Garanganga not giving up on dream

HARARE - Despite a minefield of financial hurdles that have curtailed his promising career, Takanyi Garanganga’s desire to break into the elite class of singles world tennis players has never diminished.

Rather, Takanyi sees his ordeal as an inspirational tale for aspiring athletes that despite the struggle, talent will always prevail.

The Mbare-born tennis ace is back home on a short break and has been sharing his life experiences with school kids whenever he has not been practicing at Harare Sports Club with Zimbabwe Davis Cup captain Martin Dzuwa.

An easy going, affable fellow, Garanganga always puts on a smile that belies the trying season he has had to endure due to limited funding.

This has ultimately seen him fail to play the full schedule of events, blocking his chance to better his rankings and depriving him of an opportunity to fight for a place in the Grand Slam main draw.

“It is frustrating I won’t lie,” he tells the Daily News.

“But it’s a choice.
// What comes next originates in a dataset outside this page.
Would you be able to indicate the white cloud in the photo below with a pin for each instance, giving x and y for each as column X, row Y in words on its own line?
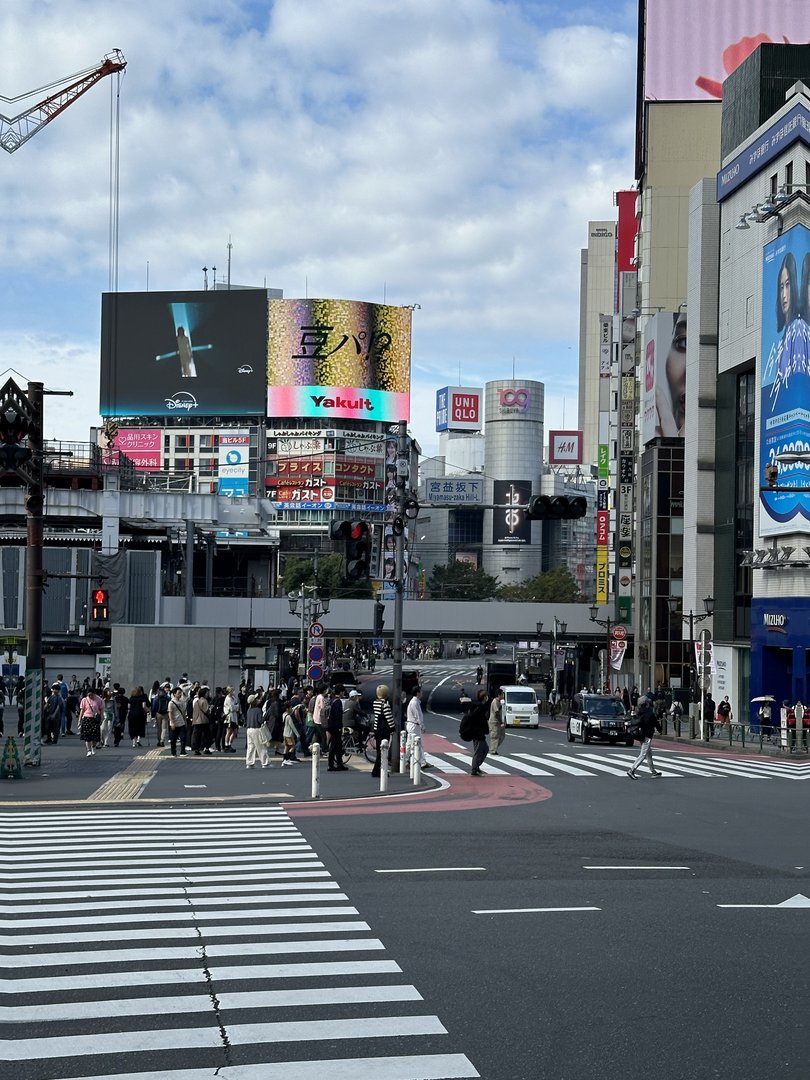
column 446, row 154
Working for your country is a choice. I don’t say because I play for Zimbabwe or because I’m from Africa I deserve financial support. No I’m not entitled to that.

“What I am concerned about is how I can help the country. How can I help my continent?

“That is what it means for me. So even if the frustration is there but it’s not going to overwhelm the goals I have set for myself.”

The United States-based star has been warmly received. 

“I am very happy that people appreciate me. I’m really humbled the way I have been received at schools and even in the streets. I am humbled because when I am out there in the world sometimes you feel alone.”

Takanyi is ranked 388 on the ATP World Tour singles standings.

“At the moment, because of my ranking and funding issues I have been playing more challengers of which are around $50 000, $75 000 and $100 000 for the whole tournament.

“The winner gets like $10 000 but preparation is not easy.

“But when you are playing ATP tour more consistently which are like $500 000 plus and the winner is getting in excess of $125 000 it pays well. That’s when you are making money.”

The Barclays ATP World Tour Finals, which is one of the world's most prestigious tournaments and is the biggest indoor tennis event in the world, offers one of the biggest paydays in tennis, with a $2 million purse.

“To get into the ATP you have to be among the top 80 in the world. There is a qualification for Grand Slam when you are ranked between 100 to 250.

“That’s why that fundraising was key for me because at that stage I was 288, I just needed to play more tournaments to better my ranking and then go through the qualifiers,” he says.

The 24-year-old made close $20 000 this season also playing challengers some ATP World Tour qualifying tournaments.

Without a sponsor, the prize money counts for very little as he needs “about $25 000 each month to play consistently.”

“This includes flights, coaches’ fees, trainers, staying three weeks in a hotel.

“My father is the one that has been paying the bills, but it’s a strain and unfortunately not enough.

“That’s the nature of the sport. If you want a consistent growth you need a lot of money. But we are not giving up. We are still marching forward with what we have.

“All things in place, I would want to play all ATP tour tournaments. That is what you play for as a professional. That is what you strive for, winning a Grand Slam.”